Losses in US soybeans also weighed on values.
A total of 24,247 canola contracts were traded on Friday, which compares with Thursday when 33,628 contracts changed hands. Spreading accounted for 14,144 of the contracts traded.
Milling wheat, barley and durum were all untraded.
Settlement prices are in Canadian dollars per metric ton.
SOYBEAN futures at the Chicago Board of Trade saw some choppy activity to end the week, but settled with losses of one to three cents per bushel.
A weaker tone in the US dollar, brought on by some disappointing US employment data, provided some early support for soybeans. However, the market ran into resistance, with spec selling ahead of the weekend weighing on prices.
The advancing US harvest and generally improving yield prospects contributed to the eventual losses in soybeans, according to participants.
SOYOIL settled higher on Friday, with gains in crude oil and spreading against soymeal behind some of the strength.

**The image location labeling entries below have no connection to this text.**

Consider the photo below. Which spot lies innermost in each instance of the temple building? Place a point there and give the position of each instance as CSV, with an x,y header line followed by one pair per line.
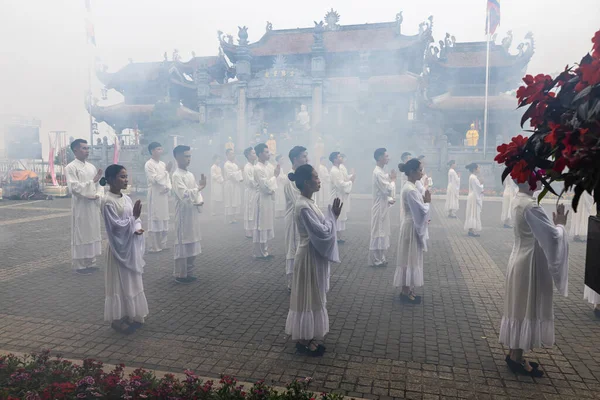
x,y
343,87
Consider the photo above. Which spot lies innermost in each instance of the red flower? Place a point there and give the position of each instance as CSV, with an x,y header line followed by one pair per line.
x,y
596,46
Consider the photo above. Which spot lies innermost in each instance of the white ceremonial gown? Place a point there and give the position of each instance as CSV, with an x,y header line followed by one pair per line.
x,y
346,177
340,188
216,188
250,200
323,195
265,209
307,318
474,204
579,220
280,207
412,241
384,192
539,256
124,261
159,189
187,222
232,190
510,191
291,231
86,240
452,193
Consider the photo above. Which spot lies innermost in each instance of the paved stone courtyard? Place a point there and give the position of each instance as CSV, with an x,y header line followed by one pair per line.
x,y
232,320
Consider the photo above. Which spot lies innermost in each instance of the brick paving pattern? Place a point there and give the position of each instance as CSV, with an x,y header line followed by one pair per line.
x,y
232,321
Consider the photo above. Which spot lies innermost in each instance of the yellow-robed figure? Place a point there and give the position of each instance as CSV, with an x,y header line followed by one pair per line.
x,y
472,136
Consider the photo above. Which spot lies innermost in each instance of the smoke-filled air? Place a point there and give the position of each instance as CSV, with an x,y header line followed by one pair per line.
x,y
260,200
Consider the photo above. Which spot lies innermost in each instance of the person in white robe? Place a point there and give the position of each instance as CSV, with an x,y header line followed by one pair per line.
x,y
474,202
125,304
282,179
159,189
232,188
323,194
250,193
403,179
510,191
413,230
340,188
579,221
216,186
453,190
384,193
347,175
82,181
298,157
308,321
265,205
540,256
188,207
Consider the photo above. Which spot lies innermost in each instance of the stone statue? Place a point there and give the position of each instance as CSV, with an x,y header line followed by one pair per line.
x,y
272,144
243,35
303,119
229,144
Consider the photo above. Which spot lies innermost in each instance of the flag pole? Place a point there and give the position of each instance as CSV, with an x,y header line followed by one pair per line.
x,y
487,83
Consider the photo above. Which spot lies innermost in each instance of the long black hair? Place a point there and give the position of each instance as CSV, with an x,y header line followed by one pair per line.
x,y
302,174
111,173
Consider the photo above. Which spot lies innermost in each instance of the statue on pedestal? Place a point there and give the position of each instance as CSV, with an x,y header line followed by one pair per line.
x,y
303,119
272,144
229,145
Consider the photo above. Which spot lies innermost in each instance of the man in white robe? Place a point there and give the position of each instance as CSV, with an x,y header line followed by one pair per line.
x,y
250,193
265,207
324,193
403,179
159,188
384,192
340,188
539,257
233,179
82,181
188,206
216,186
298,157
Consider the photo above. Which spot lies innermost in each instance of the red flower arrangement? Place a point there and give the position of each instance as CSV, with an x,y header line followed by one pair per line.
x,y
40,377
564,114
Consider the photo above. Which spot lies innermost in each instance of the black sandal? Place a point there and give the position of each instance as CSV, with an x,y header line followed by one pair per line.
x,y
519,368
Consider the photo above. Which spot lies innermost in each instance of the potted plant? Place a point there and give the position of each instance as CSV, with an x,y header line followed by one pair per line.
x,y
564,146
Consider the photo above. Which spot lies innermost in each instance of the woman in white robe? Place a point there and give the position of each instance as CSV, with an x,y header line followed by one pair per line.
x,y
510,191
125,304
540,255
474,202
216,186
307,320
579,221
452,191
413,230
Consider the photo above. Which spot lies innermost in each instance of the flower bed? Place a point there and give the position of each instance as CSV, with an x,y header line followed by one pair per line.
x,y
42,377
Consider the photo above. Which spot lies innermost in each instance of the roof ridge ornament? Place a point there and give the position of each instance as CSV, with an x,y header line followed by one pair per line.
x,y
331,19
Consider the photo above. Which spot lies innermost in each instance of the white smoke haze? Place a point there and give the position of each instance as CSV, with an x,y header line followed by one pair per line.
x,y
45,56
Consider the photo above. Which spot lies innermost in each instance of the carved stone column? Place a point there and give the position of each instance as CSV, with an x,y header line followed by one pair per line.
x,y
241,117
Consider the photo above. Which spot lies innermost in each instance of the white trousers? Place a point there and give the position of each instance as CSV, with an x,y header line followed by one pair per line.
x,y
184,267
83,263
156,241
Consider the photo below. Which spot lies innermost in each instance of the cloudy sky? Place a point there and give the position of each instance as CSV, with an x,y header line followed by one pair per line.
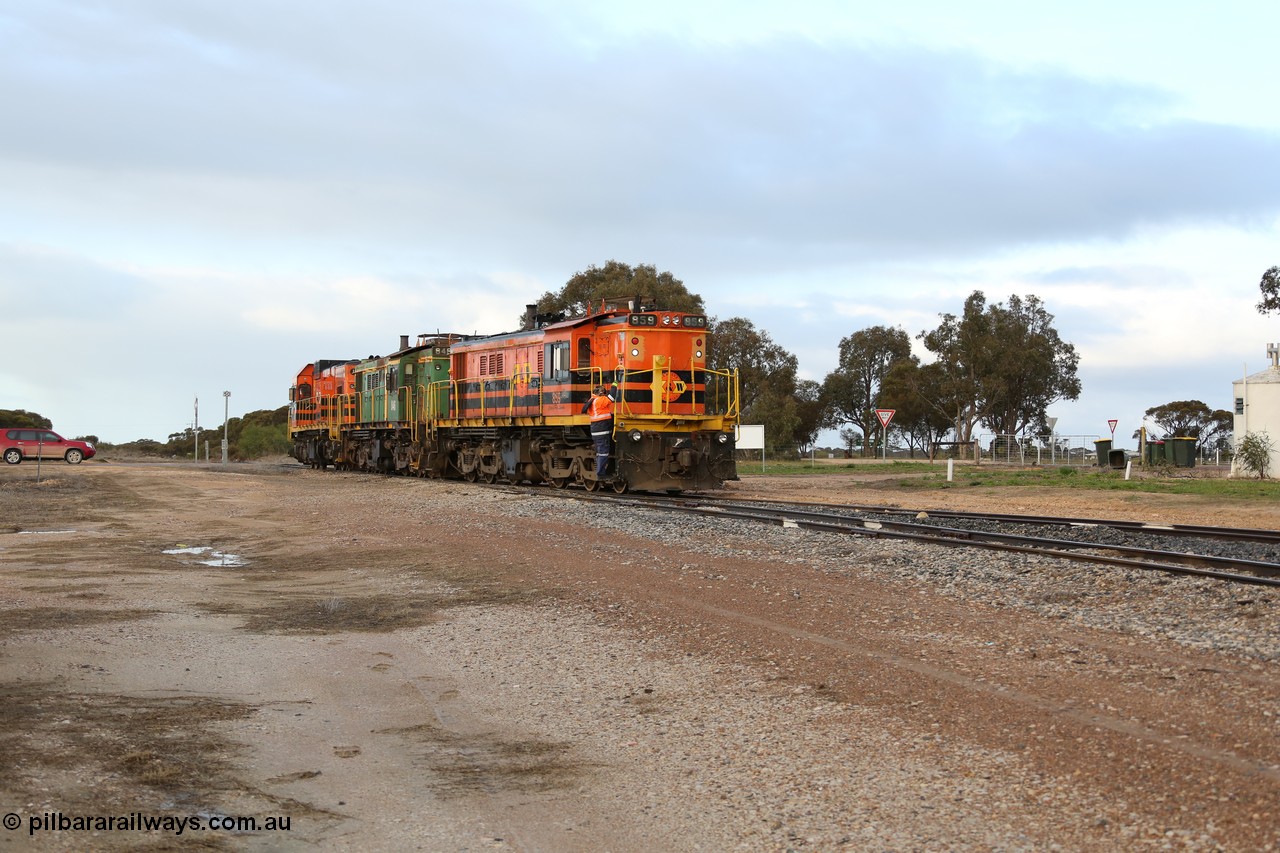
x,y
202,196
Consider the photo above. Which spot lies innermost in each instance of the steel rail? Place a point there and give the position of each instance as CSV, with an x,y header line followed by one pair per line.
x,y
1207,532
1203,565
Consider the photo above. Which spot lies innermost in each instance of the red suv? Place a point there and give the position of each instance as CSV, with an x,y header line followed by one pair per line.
x,y
17,445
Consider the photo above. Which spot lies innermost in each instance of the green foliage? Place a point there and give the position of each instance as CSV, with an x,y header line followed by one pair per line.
x,y
853,391
586,290
1193,419
1270,288
263,439
183,445
767,375
22,418
1255,452
1001,365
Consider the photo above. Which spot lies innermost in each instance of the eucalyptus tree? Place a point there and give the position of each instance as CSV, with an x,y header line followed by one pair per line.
x,y
853,389
615,279
1001,365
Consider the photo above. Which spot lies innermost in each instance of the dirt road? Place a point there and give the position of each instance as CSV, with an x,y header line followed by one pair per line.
x,y
388,664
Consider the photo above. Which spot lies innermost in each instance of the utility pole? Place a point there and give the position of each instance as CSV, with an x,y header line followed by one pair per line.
x,y
227,400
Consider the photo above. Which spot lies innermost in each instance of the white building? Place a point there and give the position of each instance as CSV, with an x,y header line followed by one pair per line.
x,y
1257,410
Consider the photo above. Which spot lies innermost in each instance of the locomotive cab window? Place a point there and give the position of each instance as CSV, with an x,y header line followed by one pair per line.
x,y
556,361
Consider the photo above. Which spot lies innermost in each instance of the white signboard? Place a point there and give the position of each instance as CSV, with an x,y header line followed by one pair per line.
x,y
749,437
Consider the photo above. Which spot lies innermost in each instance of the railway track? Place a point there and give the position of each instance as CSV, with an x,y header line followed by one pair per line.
x,y
1244,556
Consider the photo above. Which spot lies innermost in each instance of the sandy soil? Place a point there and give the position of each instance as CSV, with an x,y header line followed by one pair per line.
x,y
402,665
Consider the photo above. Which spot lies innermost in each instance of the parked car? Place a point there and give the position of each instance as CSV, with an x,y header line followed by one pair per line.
x,y
17,445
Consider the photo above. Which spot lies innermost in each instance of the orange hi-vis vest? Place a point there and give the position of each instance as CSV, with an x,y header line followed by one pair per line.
x,y
600,409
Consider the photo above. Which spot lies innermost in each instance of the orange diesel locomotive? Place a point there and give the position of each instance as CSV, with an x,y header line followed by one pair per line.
x,y
510,406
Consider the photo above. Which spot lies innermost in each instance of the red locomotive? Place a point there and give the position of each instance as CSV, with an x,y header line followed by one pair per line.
x,y
511,406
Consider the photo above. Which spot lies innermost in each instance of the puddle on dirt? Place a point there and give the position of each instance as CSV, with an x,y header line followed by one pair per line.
x,y
213,557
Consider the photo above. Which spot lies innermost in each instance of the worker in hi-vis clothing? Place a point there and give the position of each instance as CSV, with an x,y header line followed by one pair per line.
x,y
599,407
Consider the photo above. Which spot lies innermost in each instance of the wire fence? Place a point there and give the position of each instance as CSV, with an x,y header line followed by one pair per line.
x,y
987,448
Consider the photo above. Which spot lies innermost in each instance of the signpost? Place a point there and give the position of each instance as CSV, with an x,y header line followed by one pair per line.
x,y
885,415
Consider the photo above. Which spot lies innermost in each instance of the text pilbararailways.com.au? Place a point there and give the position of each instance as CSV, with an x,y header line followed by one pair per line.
x,y
144,822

SOYMEAL futures were down on Friday.
CORN futures in Chicago were narrowly mixed on Friday, settling within a penny of unchanged after a choppy day as the crop continues to lack any fresh fundamental news.
The situation in corn was similar to that in soybeans, with support from the weaker US dollar being countered by the advancing harvest.

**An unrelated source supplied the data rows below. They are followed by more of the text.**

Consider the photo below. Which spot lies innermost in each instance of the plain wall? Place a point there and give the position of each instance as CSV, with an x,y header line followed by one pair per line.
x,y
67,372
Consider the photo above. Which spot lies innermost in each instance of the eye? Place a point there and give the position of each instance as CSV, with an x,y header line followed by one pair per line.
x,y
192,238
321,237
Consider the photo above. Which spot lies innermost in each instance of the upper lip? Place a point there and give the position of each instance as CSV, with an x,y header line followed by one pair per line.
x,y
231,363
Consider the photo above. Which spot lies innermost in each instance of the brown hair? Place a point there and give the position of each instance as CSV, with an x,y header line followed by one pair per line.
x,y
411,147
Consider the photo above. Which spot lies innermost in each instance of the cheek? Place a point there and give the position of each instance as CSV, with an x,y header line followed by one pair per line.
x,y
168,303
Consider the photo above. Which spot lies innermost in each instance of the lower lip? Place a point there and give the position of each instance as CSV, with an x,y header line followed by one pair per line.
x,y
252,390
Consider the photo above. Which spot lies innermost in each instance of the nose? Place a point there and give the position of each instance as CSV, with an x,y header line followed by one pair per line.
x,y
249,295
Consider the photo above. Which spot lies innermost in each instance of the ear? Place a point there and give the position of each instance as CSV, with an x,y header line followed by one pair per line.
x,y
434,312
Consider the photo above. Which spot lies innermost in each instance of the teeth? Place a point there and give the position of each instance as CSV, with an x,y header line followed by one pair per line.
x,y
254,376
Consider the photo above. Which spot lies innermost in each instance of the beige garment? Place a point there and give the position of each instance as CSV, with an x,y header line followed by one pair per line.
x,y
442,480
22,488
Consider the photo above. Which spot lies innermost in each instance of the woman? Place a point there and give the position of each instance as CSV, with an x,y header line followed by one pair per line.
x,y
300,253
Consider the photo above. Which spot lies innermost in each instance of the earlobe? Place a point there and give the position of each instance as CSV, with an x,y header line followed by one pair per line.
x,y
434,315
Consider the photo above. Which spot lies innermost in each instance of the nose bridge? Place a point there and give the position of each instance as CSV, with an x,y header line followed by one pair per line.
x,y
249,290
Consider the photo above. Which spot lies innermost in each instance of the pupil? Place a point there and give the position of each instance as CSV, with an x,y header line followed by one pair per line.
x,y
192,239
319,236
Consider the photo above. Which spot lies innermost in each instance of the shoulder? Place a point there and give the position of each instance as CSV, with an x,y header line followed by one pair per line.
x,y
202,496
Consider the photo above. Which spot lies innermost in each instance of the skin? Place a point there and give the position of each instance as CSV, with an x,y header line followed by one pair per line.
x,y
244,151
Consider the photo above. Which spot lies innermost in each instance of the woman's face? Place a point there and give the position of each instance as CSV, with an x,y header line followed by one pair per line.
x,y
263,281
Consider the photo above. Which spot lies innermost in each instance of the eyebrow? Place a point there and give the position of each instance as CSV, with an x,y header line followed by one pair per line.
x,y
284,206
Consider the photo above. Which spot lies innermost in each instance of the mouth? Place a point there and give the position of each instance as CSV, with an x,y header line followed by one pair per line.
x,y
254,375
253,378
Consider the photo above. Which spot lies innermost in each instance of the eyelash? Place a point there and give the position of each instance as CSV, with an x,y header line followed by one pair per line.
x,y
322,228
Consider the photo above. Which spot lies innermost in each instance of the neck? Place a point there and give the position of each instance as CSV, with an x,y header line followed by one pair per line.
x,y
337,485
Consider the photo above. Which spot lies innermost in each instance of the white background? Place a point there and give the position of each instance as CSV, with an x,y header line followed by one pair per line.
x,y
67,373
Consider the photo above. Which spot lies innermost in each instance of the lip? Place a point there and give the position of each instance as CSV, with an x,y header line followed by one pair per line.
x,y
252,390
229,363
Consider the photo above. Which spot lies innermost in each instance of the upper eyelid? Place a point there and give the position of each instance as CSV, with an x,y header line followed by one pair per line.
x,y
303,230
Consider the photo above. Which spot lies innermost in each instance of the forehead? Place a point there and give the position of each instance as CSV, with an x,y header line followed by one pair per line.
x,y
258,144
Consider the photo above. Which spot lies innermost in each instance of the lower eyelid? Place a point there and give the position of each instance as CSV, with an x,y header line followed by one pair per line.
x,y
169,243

Expectations for increased competition from South America were also overhanging the corn market.
WHEAT futures in Chicago were down by three to five cents per bushel on Friday, as the short-covering bounce that supported values in recent days ran out of steam.
Poor export demand remains the major bearish influence for the US wheat futures, as the country remains overpriced in the global market.

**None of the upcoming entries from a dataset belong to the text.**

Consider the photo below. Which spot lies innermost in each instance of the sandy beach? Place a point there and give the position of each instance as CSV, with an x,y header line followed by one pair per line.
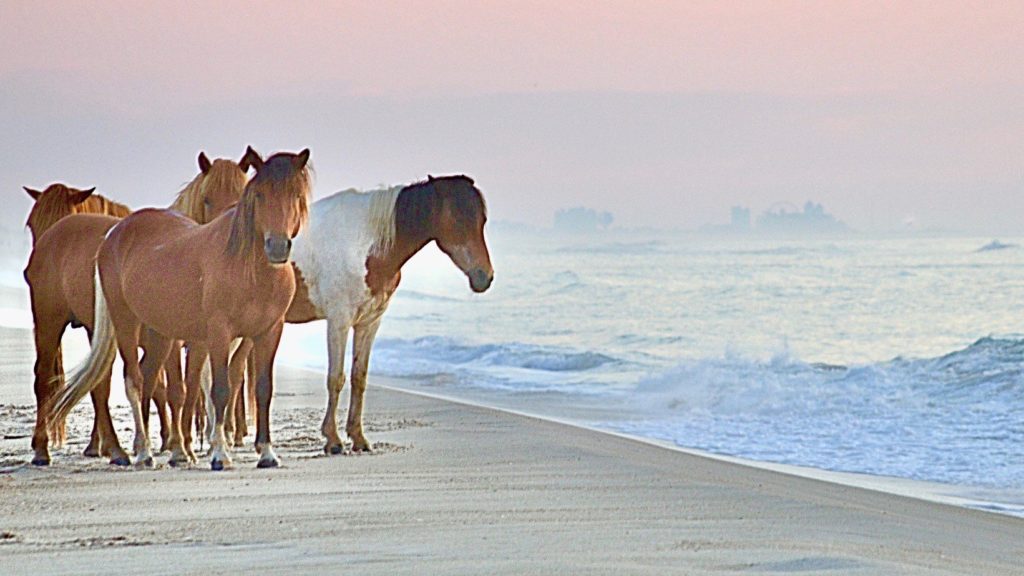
x,y
457,489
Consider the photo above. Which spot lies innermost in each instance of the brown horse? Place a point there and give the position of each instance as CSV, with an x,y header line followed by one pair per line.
x,y
60,284
50,206
59,200
206,285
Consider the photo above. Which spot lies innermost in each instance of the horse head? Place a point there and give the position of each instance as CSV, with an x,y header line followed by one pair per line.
x,y
220,186
275,203
459,229
52,204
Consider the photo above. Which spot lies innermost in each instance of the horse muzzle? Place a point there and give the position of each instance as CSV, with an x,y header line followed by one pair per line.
x,y
479,279
278,248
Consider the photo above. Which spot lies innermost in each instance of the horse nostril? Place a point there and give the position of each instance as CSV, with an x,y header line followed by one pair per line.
x,y
278,249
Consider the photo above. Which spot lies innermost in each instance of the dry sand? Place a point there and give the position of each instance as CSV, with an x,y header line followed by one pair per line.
x,y
456,489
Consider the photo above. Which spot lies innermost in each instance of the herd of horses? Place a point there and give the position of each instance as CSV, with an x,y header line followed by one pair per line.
x,y
217,275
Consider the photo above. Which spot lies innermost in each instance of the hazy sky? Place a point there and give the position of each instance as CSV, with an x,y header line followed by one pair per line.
x,y
664,113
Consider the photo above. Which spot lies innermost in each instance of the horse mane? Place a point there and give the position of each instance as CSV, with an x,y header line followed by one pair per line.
x,y
418,201
189,201
51,206
244,239
381,217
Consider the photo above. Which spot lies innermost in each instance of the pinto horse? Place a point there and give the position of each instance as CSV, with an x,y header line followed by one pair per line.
x,y
60,285
206,285
369,237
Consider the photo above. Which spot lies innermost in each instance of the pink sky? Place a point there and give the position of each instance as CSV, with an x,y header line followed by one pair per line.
x,y
914,107
224,48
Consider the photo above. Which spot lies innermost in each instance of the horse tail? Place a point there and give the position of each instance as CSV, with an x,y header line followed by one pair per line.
x,y
95,368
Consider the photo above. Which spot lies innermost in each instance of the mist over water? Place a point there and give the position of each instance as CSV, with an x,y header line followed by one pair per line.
x,y
892,357
896,357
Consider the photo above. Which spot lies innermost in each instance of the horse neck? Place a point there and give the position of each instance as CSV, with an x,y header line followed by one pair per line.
x,y
411,233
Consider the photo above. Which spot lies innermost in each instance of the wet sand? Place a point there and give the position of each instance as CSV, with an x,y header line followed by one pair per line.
x,y
456,489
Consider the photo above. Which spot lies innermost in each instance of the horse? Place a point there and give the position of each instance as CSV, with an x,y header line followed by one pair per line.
x,y
369,237
60,200
49,206
207,285
60,285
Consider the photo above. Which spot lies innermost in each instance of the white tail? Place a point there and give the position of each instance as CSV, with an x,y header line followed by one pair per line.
x,y
87,375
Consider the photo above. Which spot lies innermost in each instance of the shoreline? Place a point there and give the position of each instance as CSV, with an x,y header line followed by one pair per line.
x,y
948,494
456,488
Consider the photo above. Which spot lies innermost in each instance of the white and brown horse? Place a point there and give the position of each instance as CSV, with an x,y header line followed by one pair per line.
x,y
348,263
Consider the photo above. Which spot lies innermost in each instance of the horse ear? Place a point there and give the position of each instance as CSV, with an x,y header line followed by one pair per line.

However, weather concerns in some wheat growing regions of the world – including dryness in Australia and the Black Sea region, did provide some support. Concerns over possible seeding delays in the US were also supportive.
– Taiwan signed a letter of intent to purchase 1.7 million tonnes of US wheat over the next two years, according to the US Wheat Associates. The deal is reported to be worth US$3.03 billion.
– Canada’s wheat production was estimated at 26.1 million tonnes by Statistics Canada in a report out Friday. That was up by 1.4 million tonnes from the August estimate, but still below the 29.4 million tonnes grown the previous year.
– Of that total, Canadian durum production for 2015 is estimated at 4.7 million tonnes by StatsCan, which was in line with trade guesses, but below the 5.2 million grown last year.